There are many things to consider when applying for a credit card. Most people tend to look at the interest rate first and this may not be the most important consideration for you. Research all of the options before deciding which card is best for you. Most commonly the best features on the credit card will be with the largest and best known banks. There are a few places online that do comparisons of credit cards but be careful they are not just pushing their own. Use a resource like U.S. Citizens for Fair Credit Terms that is unbiased. Make a list of the credit cards you’re looking at and compare the features and terms.
Look at the annual fee if there is one. If the bank is stating no annual fee, check to see if that is just the year you open the account or there will never be an annual fee. Check the finance charges which is the cost of money you borrow. Normally a bank will charge a fee for a cash advance and attach a higher interest rate to it than your normal purchases. If you plan on paying the balance in full each month, see what their grace period is. You can go as long as 25 days in some cases without paying any interest on the money. The annual percentage rate is a calculation of the total interest rate and other fees included in the loan. It may be very similar to the interest rate or it could be much higher depending on the fees the bank charges. The interest rate is the rate the bank is charging you to use its money. This can be a fixed rate for a period of time or a variable rate that will change according to its terms. It may also be an introductory rate that is only good for a month to a year and then will change drastically. It is most important to read the fine print here and know exactly when the interest rate is going to change, if at all. You should also know that in almost every credit card contract today there is a clause that says if you are late on any payment, this may include another credit card, your mortgage or a car payment, that the issuing bank can raise your rate to the default rate which can be as high as 35%. Many credit cards offer reward such as cash back or frequent flyer miles. If this is important to you than paying a slightly higher interest rate may be in your best interest. The important thing is to compare the cards you’ve put on your list and pick the one that fits you the best.

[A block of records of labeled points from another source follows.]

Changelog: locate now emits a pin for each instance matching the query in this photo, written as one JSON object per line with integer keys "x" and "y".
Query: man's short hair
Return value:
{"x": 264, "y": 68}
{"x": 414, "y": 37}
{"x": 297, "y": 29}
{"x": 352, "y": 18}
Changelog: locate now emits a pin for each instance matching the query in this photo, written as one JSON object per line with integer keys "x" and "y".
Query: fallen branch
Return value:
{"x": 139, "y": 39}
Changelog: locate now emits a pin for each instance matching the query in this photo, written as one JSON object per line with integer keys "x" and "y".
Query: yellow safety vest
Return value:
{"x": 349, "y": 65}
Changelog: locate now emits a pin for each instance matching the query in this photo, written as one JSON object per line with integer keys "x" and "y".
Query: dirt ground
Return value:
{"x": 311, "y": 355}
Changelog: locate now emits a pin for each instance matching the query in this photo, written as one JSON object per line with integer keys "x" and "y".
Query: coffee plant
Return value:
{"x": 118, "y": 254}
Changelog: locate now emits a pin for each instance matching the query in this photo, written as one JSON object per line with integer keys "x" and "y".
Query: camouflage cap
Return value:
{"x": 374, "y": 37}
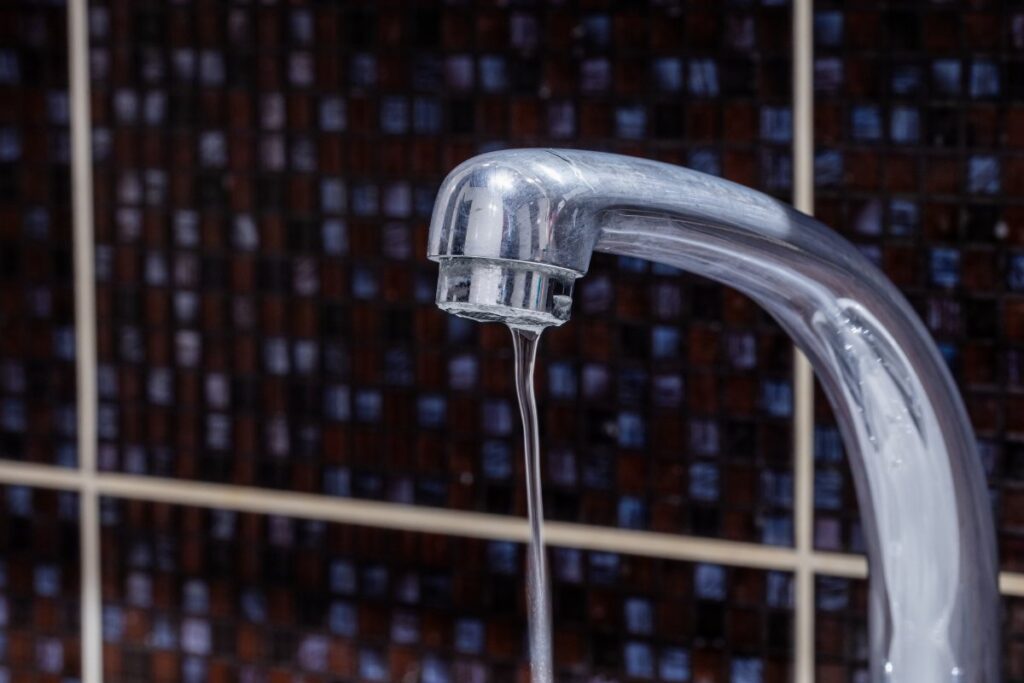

There are a few different types of credit cards for you to consider. The first is the bank card, sometimes referred to as a major credit card. These include Visa, Mastercard and Discover. They have programs for excellent credit, good credit and less than perfect credit. They also have plans for teenagers, college students and secured cards. This type of card covers the widest variety of plans for every need. Next are the travel and entertainment credit cards like American Express and Diners Club. These cards started out being charge cards where the balance had to be paid at the end of the month but there was no pre set spending limit. They still have those cards but they have also developed their own credit cards also. Lastly, there are the store cards. These credit cards are only good at the store they are issued for. You can also get this type of card for gas stations and phone companies. Only you can decide what type of card is right for you.